Levantei-me e dirigi-me até a sala, acendi a televisão,
pouca coisa interessante estava a dar aquela hora, nem a pornografia que
passava era picante, ficou a dar uma série que parecia interessante, foi até a
cozinha, um copo quente contra as insónias, é o melhor remédio, disse-me sempre
a minha mãe, talvez sobre isto ela tivesse alguma razão no que diz. Aqueci e
juntei um pouco de mel, gosto do sabor do mel ao derreter lentamente com o
leite quente. Sentei-me completamente tapada por uma manta no sofá grande da
sala, uma manta que tinha lá ficado há algumas noites atrás, de pernas
cruzadas.
Pousei o copo, após beber o leite adocicado pelo mel,
relaxei completamente o corpo deitando-me desengonçadamente tapado sobre o
sofá. Senti-me relaxada, e a chuva que batia agora de forma mais amena
conseguia acalmar-me, e até a série que passava na televisão era serena.

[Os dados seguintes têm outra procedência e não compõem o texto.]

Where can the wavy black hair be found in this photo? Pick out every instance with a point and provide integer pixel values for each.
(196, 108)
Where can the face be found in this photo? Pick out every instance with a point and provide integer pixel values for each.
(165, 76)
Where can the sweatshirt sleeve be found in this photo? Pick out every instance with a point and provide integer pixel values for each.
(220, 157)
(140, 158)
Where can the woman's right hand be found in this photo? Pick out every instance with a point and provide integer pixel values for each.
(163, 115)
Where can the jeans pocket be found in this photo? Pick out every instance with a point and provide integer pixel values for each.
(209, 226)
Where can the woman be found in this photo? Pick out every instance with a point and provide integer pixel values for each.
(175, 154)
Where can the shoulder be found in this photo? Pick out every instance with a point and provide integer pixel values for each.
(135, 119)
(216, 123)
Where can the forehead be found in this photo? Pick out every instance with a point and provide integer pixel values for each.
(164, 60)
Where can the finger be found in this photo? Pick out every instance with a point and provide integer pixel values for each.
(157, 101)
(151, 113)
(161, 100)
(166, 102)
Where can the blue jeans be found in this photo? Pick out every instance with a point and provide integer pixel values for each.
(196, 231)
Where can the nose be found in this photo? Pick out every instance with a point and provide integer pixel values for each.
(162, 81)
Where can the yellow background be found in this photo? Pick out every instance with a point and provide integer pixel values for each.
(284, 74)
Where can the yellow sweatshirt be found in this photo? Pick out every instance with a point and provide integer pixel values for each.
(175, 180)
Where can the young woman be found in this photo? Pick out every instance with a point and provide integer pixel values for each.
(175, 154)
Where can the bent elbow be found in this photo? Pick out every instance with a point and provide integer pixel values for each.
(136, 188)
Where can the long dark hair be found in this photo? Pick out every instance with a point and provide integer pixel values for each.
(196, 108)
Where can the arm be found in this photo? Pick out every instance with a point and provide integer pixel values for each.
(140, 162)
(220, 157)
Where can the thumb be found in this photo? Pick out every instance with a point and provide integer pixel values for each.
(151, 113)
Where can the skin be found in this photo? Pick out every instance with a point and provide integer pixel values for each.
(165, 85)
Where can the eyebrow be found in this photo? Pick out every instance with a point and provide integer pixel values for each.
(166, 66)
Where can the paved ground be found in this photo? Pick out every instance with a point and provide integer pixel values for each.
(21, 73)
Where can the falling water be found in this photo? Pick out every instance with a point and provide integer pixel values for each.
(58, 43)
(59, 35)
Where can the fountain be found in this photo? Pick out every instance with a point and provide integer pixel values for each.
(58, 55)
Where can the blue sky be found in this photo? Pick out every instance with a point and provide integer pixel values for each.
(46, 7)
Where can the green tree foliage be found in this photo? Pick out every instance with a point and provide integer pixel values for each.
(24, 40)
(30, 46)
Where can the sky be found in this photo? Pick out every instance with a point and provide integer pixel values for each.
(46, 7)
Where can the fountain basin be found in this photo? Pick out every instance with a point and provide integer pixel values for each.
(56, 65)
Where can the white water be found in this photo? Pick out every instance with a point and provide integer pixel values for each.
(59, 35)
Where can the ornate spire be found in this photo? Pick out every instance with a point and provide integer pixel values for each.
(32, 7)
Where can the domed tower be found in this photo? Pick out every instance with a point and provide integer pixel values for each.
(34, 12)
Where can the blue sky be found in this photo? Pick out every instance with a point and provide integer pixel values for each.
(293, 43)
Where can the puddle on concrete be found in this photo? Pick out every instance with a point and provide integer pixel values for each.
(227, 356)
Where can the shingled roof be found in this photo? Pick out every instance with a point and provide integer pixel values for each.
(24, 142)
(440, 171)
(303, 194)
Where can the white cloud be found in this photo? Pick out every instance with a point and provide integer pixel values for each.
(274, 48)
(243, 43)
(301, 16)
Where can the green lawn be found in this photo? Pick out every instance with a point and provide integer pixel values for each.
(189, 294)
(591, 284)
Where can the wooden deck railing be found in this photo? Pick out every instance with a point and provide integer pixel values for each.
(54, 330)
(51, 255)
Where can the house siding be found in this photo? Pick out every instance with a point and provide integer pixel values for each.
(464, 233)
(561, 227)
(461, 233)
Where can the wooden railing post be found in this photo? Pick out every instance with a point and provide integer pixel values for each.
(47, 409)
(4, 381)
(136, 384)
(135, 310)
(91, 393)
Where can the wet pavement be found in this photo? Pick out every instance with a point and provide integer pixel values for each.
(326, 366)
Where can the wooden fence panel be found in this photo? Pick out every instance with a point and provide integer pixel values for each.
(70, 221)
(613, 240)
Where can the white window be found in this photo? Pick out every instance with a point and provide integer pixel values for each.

Subitamente, ouvi um estrondo enorme na cozinha, como se tivesse partido algo
volumoso, como o jarrão que eu tenho sobre a bancada da cozinha com algumas
flores que me tinham oferecido. Estranhei, e de forma repentina, voltei a
sentar-me no sofá, completamente desperta. Agarrei, instintivamente na tesoura
que estava em cima da mesa da sala, uma tesoura de alfaiate que uso para
pequenos arranjos.
Ouvi pequenos passos no chão da cozinha, separada da sala
por uma fina parede de tijolo, senti o meu batimento cardíaco aumentar
exponencialmente, levantei-me, de tesoura na mão em direcção à porta. Tentei
ouvir a origem do barulho, mas não conseguia perceber, vi uma sombra agachada
perto da mesa, mexia-se como se tentasse apanhar algo, o meu telemóvel estava
no quarto, mas para o alcançar teria que acender uma luz para o encontrar..
“TRRRRRIIIIIIIMMMMM”
Era a minha campainha, mas nunca ninguém me tocava tão tarde
à minha porta, a sombra que vi, desapareceu pela minha janela enquanto eu me
tinha distraído a olhar para a porta. Acendi a luz da cozinha e não vi ninguém,
lembrei-me somente ao segundo toque de atender a porta, ainda de coração
acelerado percebi quem era. O meu ex-namorado, a esta hora, é tao estranho, tínhamos
acabado a cerca de dois meses e desde essa altura que nos tínhamos afastado.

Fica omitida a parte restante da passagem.